Today my friend e-mailed me this data:
Nationals record as of 8/24/2011, by day of the week played (counting double headers)
Sun: 13-8 0.619
Mon: 6-5 0.545
Tues: 10-8 0.556
Wed: 6-15 0.286
Thu: 6-11 0.353
Fri: 14-5 0.737
Sat: 7-14 0.333
Overall: 62-66 0.484
You might notice something odd, as my friend did, namely that the Nationals play like the Yankees on Saturday and like the Orioles on Sunday. Were these unusual results statistically significant, he wondered?
To test this hypothesis I did a binomial test, assuming that the team had a true probability of winning equal to 0.484, the team’s actual winning percentage.
My test told me that neither the Sunday nor the Wednesday record was statistically significant though the Wednesday record was less likely.
To improve the test I used Bill James’ Pythagorean Theorem to calculate the team’s “expected winning percentage”. The percentage predicted by the Pythagorean Theorem, however, was not that different from the team’s actual winning percentage, and so did not substantially alter the results of the original test.
So what are we to make of this? Should we believe that this is simply random variation and there is no hidden pattern? I believe we have to go further than the statistical test to answer such a question.
The main problem with the binomial test is not that we do not know the team’s “true” winning percentage (which the Pythagorean Theorem, in theory, describes) but the assumption of a “true winning percentage”. Perhaps the Nationals played weaker opponents on Sundays? Maybe the pitching was worse on Wednesdays? Perhaps visibility is bad during night games, which are more likely played on Wednesday than Sunday. There are a variety of reasons to explain these results and I told my friend to see if he could find some hidden pattern, particularly on Wednesdays, that might explain these prima facie strange results.

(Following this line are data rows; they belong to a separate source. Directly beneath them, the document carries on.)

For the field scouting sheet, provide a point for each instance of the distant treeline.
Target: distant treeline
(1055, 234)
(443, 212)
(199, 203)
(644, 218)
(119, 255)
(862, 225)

But the important point is that the binomial test is not definitive. Statistical tests, when the assumptions are valid, are good for working with large amounts of data where human intuition and reasoning skills are notoriously bad. These tests can lead us toward new information or to test hypothesis that we simply cannot verify by ourselves (Voros McCracken’s efforts with BABIP immediately leap to mind).
When the assumptions are not valid, statistical tests tell us nothing. This is not to necessarily say that in the case above the assumption that a team has an inherent winning percentage is invalid; if a team used the same lineup every day, for instance, I’d be more willing to accept such an assumption. But we should always remember that the assumptions of a statistical test are absolutely crucial. Assuring the validity of assumptions keep statistical tests close to reality and leads to credible and useful results.

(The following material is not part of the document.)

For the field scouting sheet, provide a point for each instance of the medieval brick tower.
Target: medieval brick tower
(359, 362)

When we view statistical tests as the final word in knowledge (which can easily happen, often because of the rhetoric of those doing the tests), we are much more likely to accept dubious assumptions and to not investigate unusual results. This can lead to unrealistic conclusions (again Voros McCracken leaps to mind). It is also the wellspring of villainy and bogus work in baseball analysis.

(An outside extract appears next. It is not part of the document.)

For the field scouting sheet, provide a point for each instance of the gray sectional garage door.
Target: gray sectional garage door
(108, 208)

The only way to obtain clear baseball knowledge with statistics is to stay very close to reality. Ask yourself whether the assumptions are valid and whether the results make sense. Make sure counterintuitive results do not come from invalid assumptions. And never overstate the results of statistical tests.
With my friend’s case my opinion is that, despite the test results, the Wednesday data should be further investigated. That is, a statistical test should never be used to hide knowledge.